Speaking in Perth, Ireland’s President Michael D Higgins called on Australia to keep the “quality of the debate” around same-sex marriage high, indicating that voters need to consider the “impact on people’s lives as they live their lives”.
Australia is in the midst of a postal vote to gauge the nation’s support for introducing same-sex marriage legislation, the result of which will be known on November 15.
Higgins said that Ireland “gained enormously” by engaging in a mature debate around same-sex marriage.
When asked if religious freedoms had been infringed upon following Ireland’s 2015 referendum, Higgins replied: “We’re getting on with our lives, but also we are welcoming more and more people with different backgrounds into Ireland and they’re all making a very positive contribution.
“What’s important is that the quality of the discourse and the debate be one that is fair and even. I think in the Irish case … the debate had those characteristics and I think the emphasis was about equality.”

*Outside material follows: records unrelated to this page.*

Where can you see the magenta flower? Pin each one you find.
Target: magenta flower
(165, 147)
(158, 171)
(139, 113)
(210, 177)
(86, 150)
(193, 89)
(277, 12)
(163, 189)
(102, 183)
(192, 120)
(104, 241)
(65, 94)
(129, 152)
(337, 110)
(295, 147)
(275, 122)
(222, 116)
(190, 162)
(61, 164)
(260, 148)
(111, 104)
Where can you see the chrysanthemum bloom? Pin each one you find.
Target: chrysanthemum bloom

Higgins also said that social media usage was not always predicated on the “necessary courtesies of discourse” and critiqued the perceived anonymity such platforms provide.
“One of the difficulties is that one can say anything and never take responsibility for the consequences of one’s words,” said Higgins.
“That creates a real challenge. It means that those who are consuming social media have to bring a critical capacity to bear on it that is entirely different from the old structures.”
Ireland’s Tiernan Brady, who is the executive director of Australia’s Yes Equality campaign said that the southern continent’s debate has proven to be more cutting on social media than Ireland’s, reports The Irish Times.
But Brady said that in Australia the Yes side have tried to remain “relentlessly positive” and respectful of the opponents to same-sex marriage.
With Australia’s plebiscite on same-sex marriage underway and postal votes being cast until November 7, the debate around same-sex marriage in Australia continues on.
While Higgins believes that the result of Ireland’s “fair” debate around same-sex marriage allowed Ireland to gain enormously, others would view it less favourably.
Proponents of marriage equality, including Yes Equality’s Dr Grainne Healy, have argued that the public debate had a significant negative impact on the mental wellbeing of LGBT+ people, with 71% of respondents feeling negative often or always.
Healy also decried the abusive comments which some Yes campaigners received leading up to the referendum, indicating that some campaigners needed counselling to deal with the traumatic experiences.